Zea mengalah dan membiarkan dirinya dipapah Cecil dan Ann. Kedua gadis itu pelan-pelan menudukkan pemuda yang terluka itu di atas jaket compang-camping miliknya. Terlihat sekali bekas pertarungan di benda itu, Zea sempat berpikir jika dia berhasil keluar dari sana dan menyelasikan game maut ini, dia akan menyimpan baik jaket itu, menjadikannya pusaka keluarga, bahwa dia adalah pria yang berhasil menyelematkan dua gadis dari seorang psikopat gila.

Tangan-tangan ahli Ann mulai menyentuh bagian kepala Zea, seolah sedang mengecek di bagian mana lubang yang harus ditambal. Pemuda itu meringis kesakitan dan gadis itu mendengus keras. "Jangan cengeng." Ah, inilah sikap Ann yang biasanya. Zea lega mendengarnya.
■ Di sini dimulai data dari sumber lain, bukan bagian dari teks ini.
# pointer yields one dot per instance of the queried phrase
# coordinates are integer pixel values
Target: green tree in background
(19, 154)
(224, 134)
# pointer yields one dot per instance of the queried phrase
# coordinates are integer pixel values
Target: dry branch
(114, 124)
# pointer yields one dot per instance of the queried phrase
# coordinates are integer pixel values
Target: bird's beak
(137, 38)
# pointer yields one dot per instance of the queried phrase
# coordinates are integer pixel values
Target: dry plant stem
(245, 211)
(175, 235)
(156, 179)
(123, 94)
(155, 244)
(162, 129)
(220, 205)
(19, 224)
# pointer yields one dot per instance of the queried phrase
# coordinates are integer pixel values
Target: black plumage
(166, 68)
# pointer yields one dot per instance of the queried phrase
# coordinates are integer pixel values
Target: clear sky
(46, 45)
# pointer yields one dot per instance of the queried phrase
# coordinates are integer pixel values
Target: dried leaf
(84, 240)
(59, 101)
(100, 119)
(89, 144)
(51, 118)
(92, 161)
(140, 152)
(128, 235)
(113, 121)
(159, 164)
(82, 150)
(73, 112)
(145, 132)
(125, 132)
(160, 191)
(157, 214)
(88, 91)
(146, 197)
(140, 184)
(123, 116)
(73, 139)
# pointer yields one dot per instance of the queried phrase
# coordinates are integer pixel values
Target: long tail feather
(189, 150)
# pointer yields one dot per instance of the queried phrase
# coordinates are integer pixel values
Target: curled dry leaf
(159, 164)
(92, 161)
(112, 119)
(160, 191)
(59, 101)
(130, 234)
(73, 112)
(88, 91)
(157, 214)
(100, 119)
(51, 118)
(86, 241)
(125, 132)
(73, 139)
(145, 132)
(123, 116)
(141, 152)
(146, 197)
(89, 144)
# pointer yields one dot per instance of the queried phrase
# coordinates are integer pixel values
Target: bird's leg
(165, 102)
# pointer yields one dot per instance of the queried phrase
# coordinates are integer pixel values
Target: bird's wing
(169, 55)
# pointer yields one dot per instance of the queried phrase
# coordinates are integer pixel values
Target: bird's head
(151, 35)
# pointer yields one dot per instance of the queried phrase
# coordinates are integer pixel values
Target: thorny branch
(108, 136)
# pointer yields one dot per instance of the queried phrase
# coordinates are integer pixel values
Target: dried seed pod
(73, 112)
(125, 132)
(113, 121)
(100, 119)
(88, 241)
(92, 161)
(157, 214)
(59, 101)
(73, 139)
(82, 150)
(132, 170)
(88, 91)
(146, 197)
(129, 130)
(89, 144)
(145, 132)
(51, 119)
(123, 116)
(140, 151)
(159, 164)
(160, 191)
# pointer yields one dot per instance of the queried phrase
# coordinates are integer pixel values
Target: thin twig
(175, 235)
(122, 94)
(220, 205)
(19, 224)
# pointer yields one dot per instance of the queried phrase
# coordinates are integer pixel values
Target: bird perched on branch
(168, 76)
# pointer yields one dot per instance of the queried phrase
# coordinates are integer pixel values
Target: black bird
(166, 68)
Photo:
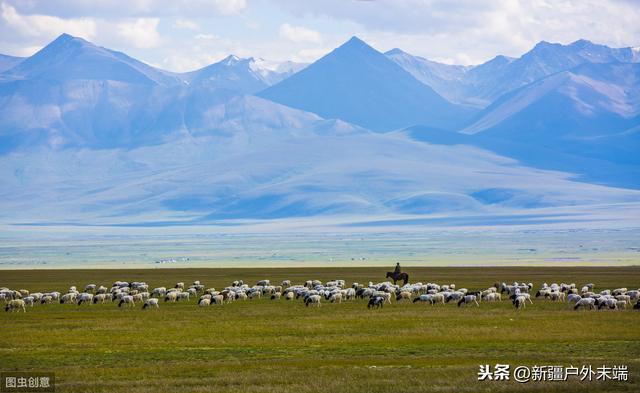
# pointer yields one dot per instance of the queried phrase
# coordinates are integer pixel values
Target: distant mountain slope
(584, 121)
(245, 76)
(480, 85)
(280, 173)
(71, 58)
(358, 84)
(445, 79)
(7, 62)
(73, 93)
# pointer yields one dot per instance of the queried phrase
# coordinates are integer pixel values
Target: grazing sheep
(101, 297)
(47, 299)
(468, 299)
(312, 299)
(519, 301)
(171, 297)
(585, 302)
(625, 298)
(376, 302)
(150, 302)
(68, 298)
(15, 305)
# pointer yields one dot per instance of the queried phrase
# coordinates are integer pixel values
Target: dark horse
(400, 276)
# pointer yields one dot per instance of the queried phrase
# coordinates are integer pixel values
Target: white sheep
(85, 298)
(150, 302)
(585, 302)
(312, 299)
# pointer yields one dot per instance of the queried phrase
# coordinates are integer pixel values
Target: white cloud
(141, 32)
(206, 37)
(45, 26)
(107, 9)
(478, 30)
(299, 34)
(186, 24)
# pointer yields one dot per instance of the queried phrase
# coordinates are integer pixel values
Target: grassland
(278, 346)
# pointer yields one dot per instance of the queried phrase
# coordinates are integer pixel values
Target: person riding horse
(398, 275)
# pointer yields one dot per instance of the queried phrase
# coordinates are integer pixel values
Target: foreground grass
(279, 346)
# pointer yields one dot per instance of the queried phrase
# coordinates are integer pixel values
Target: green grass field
(280, 346)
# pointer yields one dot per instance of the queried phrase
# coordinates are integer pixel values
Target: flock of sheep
(314, 292)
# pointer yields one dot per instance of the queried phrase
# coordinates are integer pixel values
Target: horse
(400, 276)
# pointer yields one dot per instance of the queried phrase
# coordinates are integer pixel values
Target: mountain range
(88, 134)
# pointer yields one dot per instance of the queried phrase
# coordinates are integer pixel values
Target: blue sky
(182, 35)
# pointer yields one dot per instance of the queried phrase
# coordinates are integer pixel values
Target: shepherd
(398, 275)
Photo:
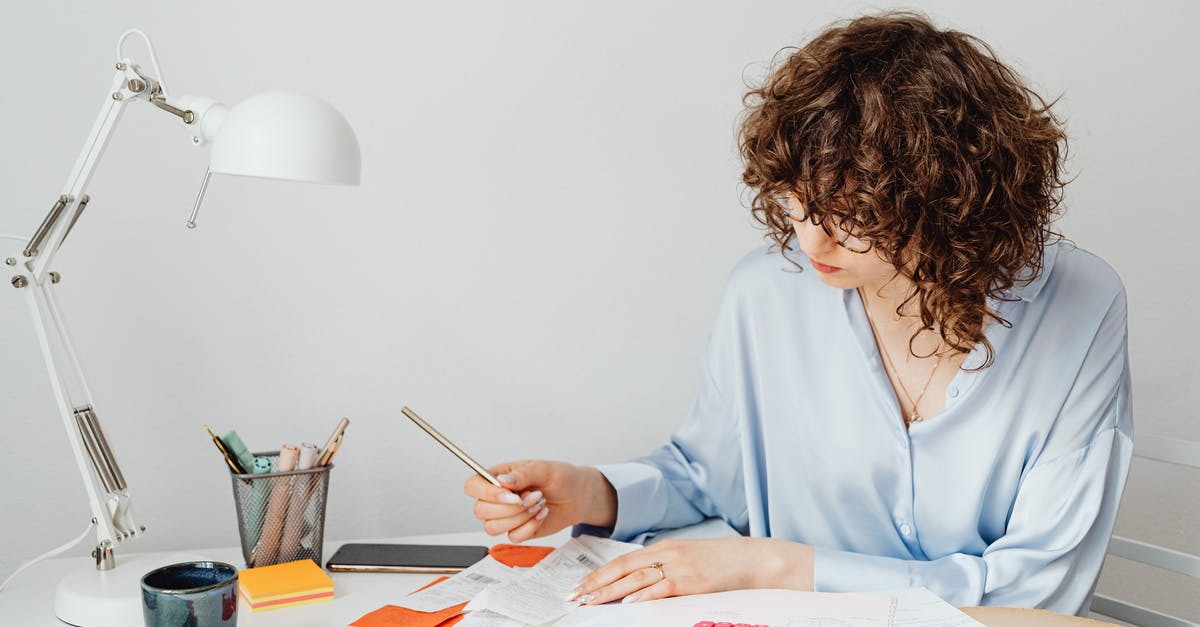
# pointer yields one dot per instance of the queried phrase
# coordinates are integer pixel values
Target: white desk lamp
(275, 135)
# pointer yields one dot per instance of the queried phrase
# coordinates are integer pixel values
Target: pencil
(457, 452)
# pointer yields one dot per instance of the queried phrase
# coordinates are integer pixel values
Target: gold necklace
(915, 417)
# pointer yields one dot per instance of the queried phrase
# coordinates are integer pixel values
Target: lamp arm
(108, 495)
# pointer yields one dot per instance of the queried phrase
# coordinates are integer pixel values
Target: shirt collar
(1029, 288)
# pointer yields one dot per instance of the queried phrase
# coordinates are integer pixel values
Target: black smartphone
(361, 557)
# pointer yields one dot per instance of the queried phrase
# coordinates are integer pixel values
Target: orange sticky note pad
(519, 555)
(285, 585)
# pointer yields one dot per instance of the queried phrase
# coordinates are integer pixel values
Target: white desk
(29, 599)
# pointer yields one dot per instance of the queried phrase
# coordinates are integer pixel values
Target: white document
(539, 595)
(460, 587)
(919, 607)
(487, 619)
(751, 607)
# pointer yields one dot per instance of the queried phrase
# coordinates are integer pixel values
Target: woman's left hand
(671, 568)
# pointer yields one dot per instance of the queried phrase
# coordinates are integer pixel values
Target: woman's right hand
(541, 497)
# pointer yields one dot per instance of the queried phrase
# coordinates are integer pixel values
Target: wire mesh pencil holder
(281, 515)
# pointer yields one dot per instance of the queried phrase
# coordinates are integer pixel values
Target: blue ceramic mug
(192, 595)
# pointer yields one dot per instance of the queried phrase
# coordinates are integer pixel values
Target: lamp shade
(283, 135)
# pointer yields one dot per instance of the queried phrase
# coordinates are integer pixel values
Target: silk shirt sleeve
(694, 477)
(699, 473)
(1061, 520)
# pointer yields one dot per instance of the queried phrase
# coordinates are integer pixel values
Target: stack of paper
(285, 585)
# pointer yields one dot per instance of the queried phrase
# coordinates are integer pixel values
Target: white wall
(550, 203)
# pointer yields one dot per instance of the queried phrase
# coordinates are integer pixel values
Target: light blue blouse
(1007, 497)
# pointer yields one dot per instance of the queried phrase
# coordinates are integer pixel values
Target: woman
(916, 384)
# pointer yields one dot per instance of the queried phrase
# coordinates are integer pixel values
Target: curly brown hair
(922, 142)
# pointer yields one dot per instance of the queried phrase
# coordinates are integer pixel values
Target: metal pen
(457, 452)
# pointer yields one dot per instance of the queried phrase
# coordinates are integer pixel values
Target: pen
(335, 441)
(229, 459)
(457, 452)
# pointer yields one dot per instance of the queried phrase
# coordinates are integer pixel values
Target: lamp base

"Bukannya aku yang harus bilang begitu? Siapa coba tadi yang ketakutan sampai ditinggalkan olehku?"

"Jangan bercanda di situasi seperti ini! Kamu sering lihat di film-film, kan? Tokoh yang meremehkan kematian biasanya yang mati duluan."

Zea tertawa mendengarnya. "Kehidupan lebih mengerikan daripada kematian, Ann. Tidak ada gunanya merasa takut terhadap sesuatu yang benar-benar takkan terhindarkan."

"Sombong sekali ucapan Anda, Bapak Pahlawan. Awas kamu berteriak minta tolong saat malaikat maut menjemputmu dan kamu bergentayangan di sekitarku. Bosan tauk melihat wajahmu terus-terusan."

"Ann bisa melihat hantu?" Pertanyaan Cecil seketika membuat Ann bungkam sesaat.

"Ya ... samar-samar, sih."

"Wah, sama. Aku juga bisa."

"Eh? Eh? Kok bisa?"

"Sebenarnya, orang mati tidak berada begitu jauh dari kita. Mereka hanya berada di sisi lain yang tak terlihat bagi mereka yang tidak berusaha melihatnya," ujar Cecil sembari tersenyum lirih.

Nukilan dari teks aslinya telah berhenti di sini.